Palm Valley is home to the Palm Collection of the Singapore Botanic Gardens with more than 115 genera and over 220 species. They are arranged in a herring bone pattern with islands representing the major plant group. All six sub-families of palms – Arecoideae, Coryphoideae, Calamoideae, Ceroxyloideae, Phytelephantoideae and Nypoideae are represented in the collection.
Arecoideae are the "feather" palms with leaves that are usually pinnate. The stems are either solitary or multiple and are usually smooth, ringed and rarely with spines. There are 124 genera and over 1400 species in this sub-family. Some of the palms belonging to Arecoideae found in Palm Valley include the Jelly palm (Butia capitata), Sealing Wax palm (Cyrtostachys renda), Fishtail palm (Caryota species), Betel-nut (Areca catechu), Sugar palm (Arenga pinnata), Foxtail palm (Wodyetia bifurcata) and the Black palm (Normanbya normanbyi).
Coryphoideae is represented by 39 genera and about 400 species. With few exceptions, members of Coryphoideae are characterised by their large fan-shaped leaves. Some of these found in Palm Valley are the Talipot palm (Corypha umbraculifera), Double Coconut (Lodoicea maldivica), Fiji Fan palm (Pritchardia pacifica), Chinese Fan palm (Livistona chinensis), and Petticoat palm (Washingtonia filifera).

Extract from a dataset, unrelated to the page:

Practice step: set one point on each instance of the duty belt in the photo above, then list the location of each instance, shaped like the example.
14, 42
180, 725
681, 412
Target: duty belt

Calamoideae has 22 genera and about 650 species and is mainly distributed in the eastern tropics. The largest in this group is the Calamus, a group of climbing feather palms found in the rainforest. They have slender stems which are covered in leaf sheaths when young and are often very prickly. Calamus and closely related genera are the rattans of commerce. You can also find in this sub-family the Sago palm (Metroxylon sagu), Wanga palm (Pigafetta filaris), and Salak (Salacca zalacca).
Ceroxyloideae is represented by 11 genera and 30 species. Members are mainly deciduous feather palms, often very tall with solitary, smooth ringed trunks. Some of them in our collection are the Majestic palm (Ravenea rivularis), Good Luck palm (Chamaedorea elegans) and Bottle palm (Hyophorbe lagenicaulis).
Phytelephantoideae, characterised by having large female flowers borne in a head on a short peduncle, is represented by 3 genera and 13 species. Found in Palm Valley is the Ivory Palm (Phytelephas aequatorialis).
Nypoideae contains only one genus which is distinguished by its unique erect inflorescences, which bear a terminal head of female flowers and lateral spikes of male flowers. Nypa, the only genus in this sub-family, is also a monotypic genus (this means it has only one species). Its single representative Nypa fruticans, commonly known as Nipah or Mangrove palm, can be found in Palm Valley as well.